Because his company is privately held, Ramsey says he cannot provide sales or revenue figures. But he does say that MTN Government Services has grown from just Ramsey himself to nearly 40 workers today. That compares with about 300 for the corporation as a whole.

He estimates that the division now accounts for more than 20 percent of the parent corporation’s total sales. The government services division now has a global presence, and Ramsey wants to capitalize on this infrastructure by tripling sales in the next five years.

Last March, the federal contracting unit won its biggest award to date—a piece of the $5 billion Future Commercial Satellite Communications Services Acquisition (FCSA) contract. “That was a big win for us,” Ramsey notes. “Our sweet spot isn’t just flipping bandwidth. It’s our ability to take that bandwidth and provide subscription services behind it. We’re in a position now where we can go head-to-head with our big competitors in town.”

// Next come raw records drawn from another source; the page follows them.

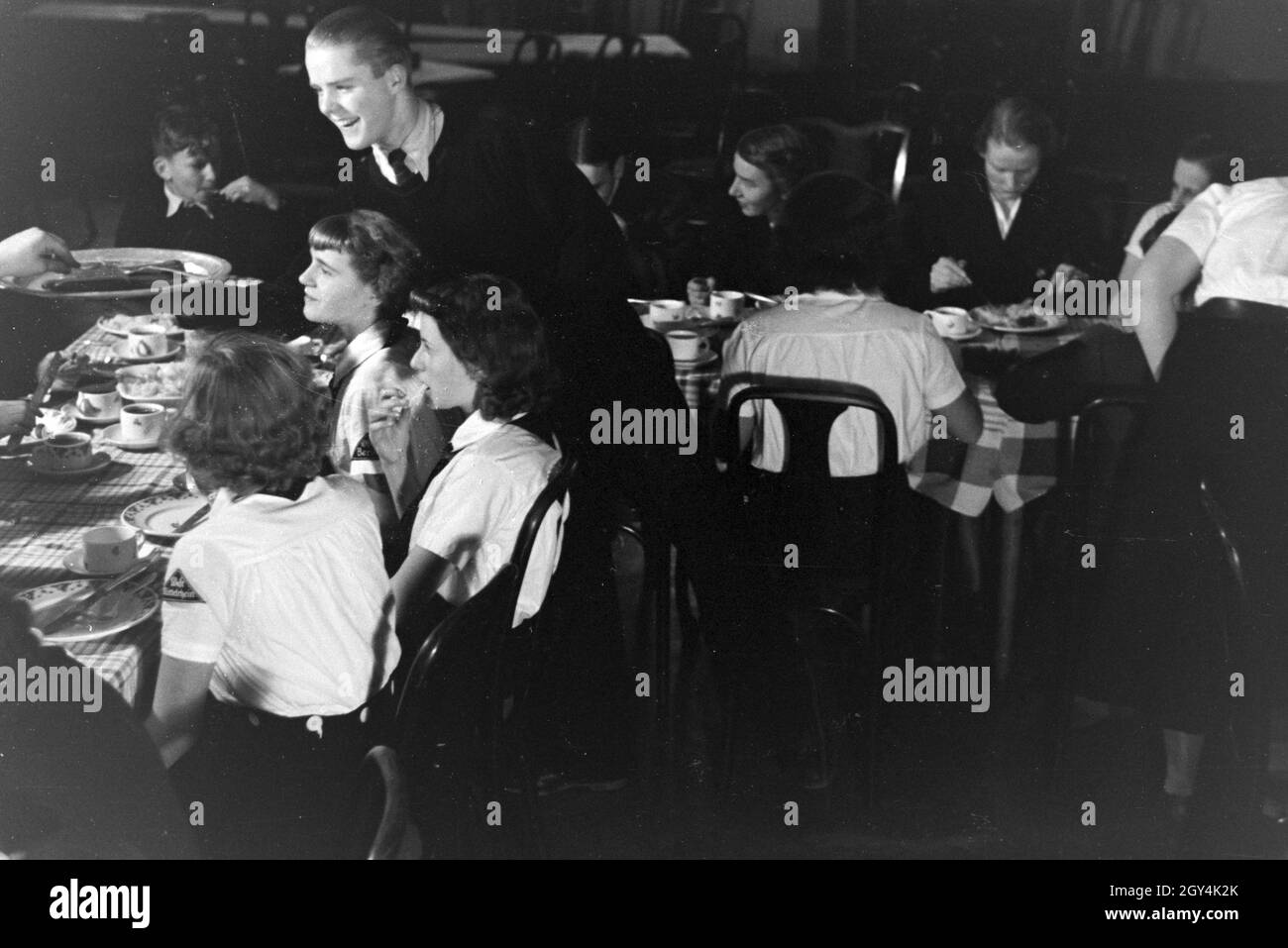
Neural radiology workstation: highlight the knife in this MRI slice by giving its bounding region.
[40,548,161,635]
[174,503,210,533]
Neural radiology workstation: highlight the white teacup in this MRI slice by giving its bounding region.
[125,325,170,360]
[81,527,139,574]
[711,290,747,319]
[926,306,970,336]
[648,300,688,326]
[31,432,94,471]
[121,402,164,442]
[666,330,711,362]
[76,383,121,419]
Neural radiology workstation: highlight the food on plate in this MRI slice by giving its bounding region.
[116,362,187,400]
[100,313,180,334]
[971,300,1047,330]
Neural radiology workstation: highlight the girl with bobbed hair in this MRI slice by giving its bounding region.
[299,210,443,539]
[686,125,823,299]
[146,332,399,855]
[729,125,821,224]
[393,274,567,645]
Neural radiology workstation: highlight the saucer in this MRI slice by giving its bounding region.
[72,406,121,425]
[108,336,183,366]
[103,425,161,451]
[674,349,720,369]
[27,451,112,480]
[63,540,156,576]
[14,579,161,643]
[935,325,984,343]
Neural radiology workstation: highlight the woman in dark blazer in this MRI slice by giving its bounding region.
[893,98,1095,309]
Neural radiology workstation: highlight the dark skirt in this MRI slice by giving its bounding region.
[171,691,386,859]
[1076,314,1288,733]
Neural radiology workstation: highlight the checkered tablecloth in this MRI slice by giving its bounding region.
[0,329,184,703]
[909,319,1104,516]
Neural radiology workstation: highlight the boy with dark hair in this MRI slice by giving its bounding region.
[116,106,303,278]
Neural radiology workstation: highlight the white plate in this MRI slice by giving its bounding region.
[103,425,161,451]
[111,336,183,366]
[970,306,1069,335]
[63,540,156,576]
[97,313,183,339]
[0,248,233,300]
[989,316,1069,335]
[121,493,206,540]
[935,326,984,343]
[14,579,161,644]
[675,349,718,369]
[27,451,112,480]
[72,406,121,425]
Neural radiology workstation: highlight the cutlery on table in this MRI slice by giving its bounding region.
[40,548,161,635]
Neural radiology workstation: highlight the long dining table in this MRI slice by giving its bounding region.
[0,320,185,709]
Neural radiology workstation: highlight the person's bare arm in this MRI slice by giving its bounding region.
[1118,254,1141,279]
[0,227,80,277]
[930,387,984,445]
[393,544,451,622]
[1136,235,1203,378]
[143,655,215,768]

Ramsey says he personally has observed how much young soldiers in the Washington, D.C., area, enjoy using their mobile phones. He believes they would be just as careful with these devices out in the battlefield as well. To this new generation of tech-savvy young people, the phones play an essential role in their lives.

The devices hold their music collections, their photo collections and their videos from home. Today’s troops also use mobile phones to text friends and colleagues as well as to surf the Internet. And most of them also have a wide range of applications such as those for shopping, weather, games and recording music.

The New York Times estimates that Apple Computer’s popular iPhone has about 475,000 applications, or apps, and the company’s iPad tablet computer has more than 90,000 apps. The newspaper reports that the Palm Pre phone has about 8,000 apps. Adding in applications for Google’s Android mobile operating system brings the total to more than 600,000 apps for smart phones. Why, Ramsey wonders, can’t soldiers use a mobile app for satellite communications in the field?

“You know, as a Signal officer jumping with the 82nd Airborne in the middle of the night on a drop zone and trying to operate these satellite communications systems with power meters and spectrum analyzers and literally just trying to find a satellite in the middle of nowhere is very hard,” Ramsey says.

“So how do we take something very complicated in acquiring a satellite and be able to give it to our cook, our mechanic, our truck driver in the military so he or she can get on it and use it? The way we do that is we have to get to these kinds of app platforms that these young kids know how to use today without any hesitation.”

At press time, MTN was testing three prototype devices. Ramsey says the company is still trying to determine in what format the applications will be delivered. His best guess is that ultimately the company would bypass hardware-specific solutions in favor of software that could run on multiple devices. With the program still in the early stages, he would not predict when a final product would be fielded.

But as Ramsey sees it, this effort is part of a much larger paradigm of providing increasingly better services for the dollar in the era of tight Pentagon budgets. No doubt, the Defense Department must have excellent communications to achieve its goal of using real-time information as a force multiplier.

Moreover, he says, he personally values giving back to the defense community. He supports several military-related charities such as the Wounded Warrior Project and Operation Give A Hug, which provides comfort to children missing a parent.

“I’m very passionate about helping our military as they deploy because I’ve been there and I have that tee shirt,” he concludes. “But I also think we have an obligation to help those around us and those that come back from combat. We do a lot of that. It’s a big portion of what I do every day.”